Semi-Daily Journal Archive

The Blogspot archive of the weblog of J. Bradford DeLong, Professor of Economics and Chair of the PEIS major at U.C. Berkeley, a Research Associate of the National Bureau of Economic Research, and former Deputy Assistant Secretary of the U.S. Treasury.

Saturday, January 14, 2006

When the Going Gets Weird, the Weird Turn Pro

This is genuinely weird:

This Is a Defense of Alito?: I admit I haven't been following every twist and turn of the issue of Alito's membership in Concerned Alumni of Princeton (CAP), but I really don't understand Arlen Specter's point here:

"Judge Alito's name never appeared in any document," Specter said. "It was not mentioned in any letters to or from the group's founder or executive director, did not appear on any canceled checks for subscriptions, was nowhere to be found on any articles, lists of board members or contributors, and was not in any minutes or attendance records from CAP meetings," Specter said.

He quoted CAP founder William Rusher as saying: "I have no recollection of Samuel Alito at all. He certainly was not very heavily involved in CAP, if at all."

Is the Republican position now that Alito was never a member of CAP at all, but just lied about being a member when he was applying for a job in the Reagan Justice Department?

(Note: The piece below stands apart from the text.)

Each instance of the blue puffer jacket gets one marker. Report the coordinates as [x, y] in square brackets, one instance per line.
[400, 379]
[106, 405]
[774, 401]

In a word, yes. The Republican line-of-the-day is essentially that he badly needed right-wing street cred, and claiming membership in CAP was a way to do that. Now, of course, Alito badly needs centrist street cred.


Getting weirder: Alito says he thinks the reason he joined Concerned Alumni of Princeton was that he wanted ROTC back on the campus. Robert Waldmann writes:

Robert's Stochastic thoughts : Dale Russakoff writes in the January 12 Washington Post:

[Alito] said he assumes he joined only because he supported the return of ROTC to the Princeton campus. As an undergraduate, Alito was a member of Princeton's Army ROTC unit when it was expelled from the campus -- a move that he said "rankled" him because "the attitude seemed to be that the military was a bad institution and that Princeton was too good for the military." The Army ROTC unit was back on campus by the time Alito wrote his 1985 job application, but he said the Navy and Air Force units were not.

This last sentence is true in the same sense that World War II was over by the time Alito wrote his job application. Army ROTC returned to Princeton in 1972 before Alito graduated. Thus he claims he joined CAP to advocate a policy that had already been implemented.